Interview de Malek Chebel*
« L'avenir est à l'islam »
Propos recueillis par Catherine Golliau
Pourquoi choisir l'islam plutôt que le christianisme ? « Pour sa virilité », répond non sans provocation le psychanalyste et anthropologue Malek Chebel, auteur, chez Perrin, d'un très roboratif essai sur la pensée musulmane : « L'islam et la raison ».
Le Point : De Jésus ou de Mahomet, qui est le plus fort ?
Malek Chebel : L'homme du Coran. Jésus est un personnage formidable, mais il est mort trop jeune. Non seulement, d'après les synoptiques, il n'a prêché qu'un an, mais ce messager de l'amour du prochain est mort crucifié. Mahomet est un personnage plus abouti, un commerçant, un va-t-en-guerre, un négociateur, un amant, un époux, un père.

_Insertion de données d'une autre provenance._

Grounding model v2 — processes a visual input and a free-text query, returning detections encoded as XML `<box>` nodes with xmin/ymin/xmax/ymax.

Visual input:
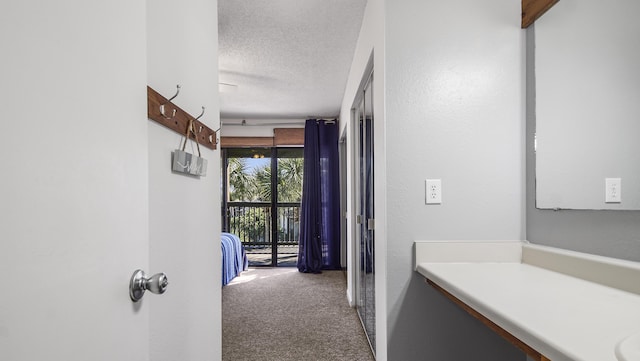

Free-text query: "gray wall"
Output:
<box><xmin>384</xmin><ymin>0</ymin><xmax>525</xmax><ymax>361</ymax></box>
<box><xmin>526</xmin><ymin>28</ymin><xmax>640</xmax><ymax>261</ymax></box>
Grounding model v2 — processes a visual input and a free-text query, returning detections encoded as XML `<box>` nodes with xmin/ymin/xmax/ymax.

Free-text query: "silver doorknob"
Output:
<box><xmin>129</xmin><ymin>269</ymin><xmax>169</xmax><ymax>302</ymax></box>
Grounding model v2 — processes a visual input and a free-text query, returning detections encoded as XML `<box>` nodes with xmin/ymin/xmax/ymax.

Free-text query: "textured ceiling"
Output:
<box><xmin>218</xmin><ymin>0</ymin><xmax>366</xmax><ymax>119</ymax></box>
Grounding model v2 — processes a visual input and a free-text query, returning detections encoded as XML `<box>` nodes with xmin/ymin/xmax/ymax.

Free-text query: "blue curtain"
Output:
<box><xmin>298</xmin><ymin>119</ymin><xmax>341</xmax><ymax>273</ymax></box>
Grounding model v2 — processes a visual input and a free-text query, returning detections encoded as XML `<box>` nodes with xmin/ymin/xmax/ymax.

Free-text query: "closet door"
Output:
<box><xmin>355</xmin><ymin>74</ymin><xmax>376</xmax><ymax>353</ymax></box>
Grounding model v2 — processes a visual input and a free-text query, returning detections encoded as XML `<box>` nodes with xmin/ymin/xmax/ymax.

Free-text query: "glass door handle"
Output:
<box><xmin>129</xmin><ymin>269</ymin><xmax>169</xmax><ymax>302</ymax></box>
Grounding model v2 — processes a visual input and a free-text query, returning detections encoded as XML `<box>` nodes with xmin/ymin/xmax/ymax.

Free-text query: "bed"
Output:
<box><xmin>221</xmin><ymin>232</ymin><xmax>249</xmax><ymax>286</ymax></box>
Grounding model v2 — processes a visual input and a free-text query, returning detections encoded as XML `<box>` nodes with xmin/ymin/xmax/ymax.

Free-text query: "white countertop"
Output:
<box><xmin>416</xmin><ymin>241</ymin><xmax>640</xmax><ymax>361</ymax></box>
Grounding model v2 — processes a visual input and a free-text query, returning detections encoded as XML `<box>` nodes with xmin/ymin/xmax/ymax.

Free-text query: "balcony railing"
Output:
<box><xmin>225</xmin><ymin>202</ymin><xmax>300</xmax><ymax>249</ymax></box>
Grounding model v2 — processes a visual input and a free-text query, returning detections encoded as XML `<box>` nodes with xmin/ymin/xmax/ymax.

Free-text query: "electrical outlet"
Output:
<box><xmin>425</xmin><ymin>179</ymin><xmax>442</xmax><ymax>204</ymax></box>
<box><xmin>604</xmin><ymin>178</ymin><xmax>622</xmax><ymax>203</ymax></box>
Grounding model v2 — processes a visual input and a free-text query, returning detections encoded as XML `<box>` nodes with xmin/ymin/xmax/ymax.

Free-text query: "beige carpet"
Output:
<box><xmin>222</xmin><ymin>268</ymin><xmax>374</xmax><ymax>361</ymax></box>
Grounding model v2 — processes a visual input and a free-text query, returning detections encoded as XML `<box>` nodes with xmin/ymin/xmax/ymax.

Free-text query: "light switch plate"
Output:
<box><xmin>604</xmin><ymin>178</ymin><xmax>622</xmax><ymax>203</ymax></box>
<box><xmin>425</xmin><ymin>179</ymin><xmax>442</xmax><ymax>204</ymax></box>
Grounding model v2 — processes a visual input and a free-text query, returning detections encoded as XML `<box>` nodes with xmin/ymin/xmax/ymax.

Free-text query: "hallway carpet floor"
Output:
<box><xmin>222</xmin><ymin>268</ymin><xmax>374</xmax><ymax>361</ymax></box>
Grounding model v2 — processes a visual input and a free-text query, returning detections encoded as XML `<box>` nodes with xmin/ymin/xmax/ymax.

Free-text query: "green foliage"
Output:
<box><xmin>227</xmin><ymin>158</ymin><xmax>304</xmax><ymax>246</ymax></box>
<box><xmin>228</xmin><ymin>158</ymin><xmax>304</xmax><ymax>202</ymax></box>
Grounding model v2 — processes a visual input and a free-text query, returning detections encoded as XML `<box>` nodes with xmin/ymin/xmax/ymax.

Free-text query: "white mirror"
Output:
<box><xmin>535</xmin><ymin>0</ymin><xmax>640</xmax><ymax>210</ymax></box>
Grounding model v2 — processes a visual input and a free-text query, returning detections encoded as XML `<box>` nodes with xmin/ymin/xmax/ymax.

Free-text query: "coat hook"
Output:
<box><xmin>160</xmin><ymin>84</ymin><xmax>180</xmax><ymax>119</ymax></box>
<box><xmin>196</xmin><ymin>107</ymin><xmax>204</xmax><ymax>120</ymax></box>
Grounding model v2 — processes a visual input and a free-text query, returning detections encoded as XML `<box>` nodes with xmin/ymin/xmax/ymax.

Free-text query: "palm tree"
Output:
<box><xmin>227</xmin><ymin>158</ymin><xmax>253</xmax><ymax>202</ymax></box>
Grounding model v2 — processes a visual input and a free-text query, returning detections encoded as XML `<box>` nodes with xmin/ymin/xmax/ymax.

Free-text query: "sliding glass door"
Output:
<box><xmin>222</xmin><ymin>148</ymin><xmax>303</xmax><ymax>266</ymax></box>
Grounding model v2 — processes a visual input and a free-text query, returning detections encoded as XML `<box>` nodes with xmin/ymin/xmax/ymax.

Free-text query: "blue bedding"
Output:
<box><xmin>221</xmin><ymin>232</ymin><xmax>249</xmax><ymax>286</ymax></box>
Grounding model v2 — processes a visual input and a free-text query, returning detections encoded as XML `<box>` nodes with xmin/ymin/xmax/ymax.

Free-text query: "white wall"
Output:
<box><xmin>340</xmin><ymin>0</ymin><xmax>387</xmax><ymax>361</ymax></box>
<box><xmin>147</xmin><ymin>0</ymin><xmax>222</xmax><ymax>361</ymax></box>
<box><xmin>341</xmin><ymin>0</ymin><xmax>525</xmax><ymax>360</ymax></box>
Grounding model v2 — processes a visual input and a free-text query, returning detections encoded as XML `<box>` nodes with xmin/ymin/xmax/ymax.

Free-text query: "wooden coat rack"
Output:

Ce n'est pas un handicap d'être un prophète qui ressemble à M. Tout-le-Monde ?
Ah, revoilà l'argument numéro un des Pères de l'Eglise vis-à-vis de la religion de Mahomet : comment un Bédouin analphabète peut-il prétendre se mettre à la hauteur du fils de Dieu ? Nous, les musulmans, on ne parle pas du Prophète, on parle de son message. C'est lui qui fait le prophète, pas le contraire.
Justement, le message du Christ est d'une force inouïe : « Aimez-vous les uns les autres. » On n'a pas fait mieux pour aider les hommes à vivre ?
La force de Jésus, mais c'est aussi son talon d'Achille, est d'avoir promu une religion de bonté, de miséricorde, mais aussi de souffrance. On te frappe la joue, tu tends l'autre. C'est une religion compassionnelle. En Orient, ce sont des vertus féminines. Que propose Mahomet ? Un renforcement du patriarcat, même s'il respecte la femme et restaure son statut. Les valeurs fortes comme la richesse, la force, la guerre ne sont pas remises en question. Religion masculine par définition.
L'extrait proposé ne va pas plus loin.